ロシアのウクライナ侵攻で始まったウクライナ戦争はすでに2年を経過しました。
戦線は膠着状態となり決着する様子は見えません。
この本はウクライナ侵攻からちょうど1年が経過した2023年2月の出版であり、この戦争を終わらせるための方策も進められていた時期です。
著者の東さんはNHK勤務のあと大学や国連で国際政治に関わってきた方です。
このウクライナ戦争が今後どうなっていくか、予測される5つのシナリオから書き進められます。

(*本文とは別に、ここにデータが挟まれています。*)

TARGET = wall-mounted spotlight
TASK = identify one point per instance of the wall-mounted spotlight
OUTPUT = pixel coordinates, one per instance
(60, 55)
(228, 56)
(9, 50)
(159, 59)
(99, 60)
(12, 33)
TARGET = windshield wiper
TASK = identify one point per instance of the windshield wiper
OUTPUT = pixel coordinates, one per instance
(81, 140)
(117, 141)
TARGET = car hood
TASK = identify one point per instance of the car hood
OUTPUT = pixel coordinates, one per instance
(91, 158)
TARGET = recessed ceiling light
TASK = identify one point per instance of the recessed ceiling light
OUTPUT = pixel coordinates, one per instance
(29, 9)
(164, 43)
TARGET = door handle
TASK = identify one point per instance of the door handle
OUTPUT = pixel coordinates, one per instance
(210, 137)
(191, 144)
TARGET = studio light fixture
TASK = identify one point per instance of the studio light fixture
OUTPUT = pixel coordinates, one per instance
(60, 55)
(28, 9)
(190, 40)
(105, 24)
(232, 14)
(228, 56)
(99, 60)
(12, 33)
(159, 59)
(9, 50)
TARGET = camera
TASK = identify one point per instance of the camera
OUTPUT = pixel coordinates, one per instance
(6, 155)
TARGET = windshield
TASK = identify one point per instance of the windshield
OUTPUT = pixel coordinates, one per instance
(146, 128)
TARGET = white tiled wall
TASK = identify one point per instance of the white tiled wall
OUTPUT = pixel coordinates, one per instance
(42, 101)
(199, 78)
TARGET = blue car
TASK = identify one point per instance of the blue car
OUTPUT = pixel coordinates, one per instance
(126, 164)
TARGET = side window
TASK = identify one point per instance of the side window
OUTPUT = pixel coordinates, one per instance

それは、世界大戦に至る破滅的な展開、”汚い”妥協、プーチン体制の崩壊、西側諸国とロシア・中国経済圏の分離、中国やトルコの働きかけでロシア軍が停戦・撤収といったものです。
そして、第二次大戦後に起きた戦争がどのように終わったかという実例を示します。
そこでは完全な軍事的勝利というもので終わった例がほとんどないことが分かります。
ベトナム戦争、ソ連のアフガン侵攻、アメリカのアフガン侵攻等々、多くは大国の侵攻なのですが、大国側が決着をつけられないまま撤退という例です。
このウクライナ戦争でも多くの和平調停、仲介の動きが見られています。
トルコなどが仲介の動きを強め、特に初期には奏功する可能性もあったのですが、ブチャなどでのロシア軍の残虐行為の発覚でそれもつぶれてしまいました。
欧米日は開戦初期から強い経済制裁をロシアに課すという姿勢を見せていますが、どうも効果が見えるとは言えないようです。
これまでも多くの経済制裁実施例があり、米国はベラルーシ、キューバ、ロシア、シリア、ジンバブエ、イラン、北朝鮮、ベネズエラに制裁を加えています。
しかし経済的な打撃は与えたとしても目指す目標は全く達成していません。
経済制裁には限界がありますが、それ以上に問題なのが経済制裁の解除の条件が決まっていないことです。
それを明示すれば戦争自体を終わらせる糸口にもなるかもしれません。
この戦争を終わらせるための条件には多くの難問があります。
領土問題、戦争犯罪、安全保障の枠組みなど、双方が譲れないものが多数山積です。
国際刑事裁判所(ICC)がプーチンの犯罪を認めましたが、「和平を受け入れたら戦争犯罪で起訴されると分かっていて停戦に応じる指導者はいない」というのが当たり前の感覚でしょう。
最後に日本にできることという項目が設けられています。
ウクライナについては難民支援や非軍事支援ですが、ウクライナ難民が逃れている周辺各国への支援も重要であり、モルドバなどはヨーロッパ最貧国でありながら多くの難民を受け入れており、その支援は日本としても重要です。
国際社会でのグローバルな脅威が増大していますが、それに対して日本ができることをやっていく姿勢も必要でしょう。
なお、主題とは関係ありませんが、「クリーン・エネルギー大国となって国際貢献を」という記述があり、そこでは政治学者が陥りやすい再エネ妄信が見られました。
「洋上風力発電はこの10年でコストが劇的に下がり、1kWあたり6円と火力発電の12円より大幅に安くなっている」とか、「太陽光発電は2030年には1kW8.2円から11.8円とLNG火力発電の10.7円から14.3円より安くなる」といったあり得ない数字を信じているようです。
もしもそれが本当ならすでにFITなんていうバカバカしいものは無くなっているはずですが、そうではないことが分からないのでしょう。
まあ、そういった点はありますが、ウクライナの戦争を終結させるということは考えるべきなんでしょう。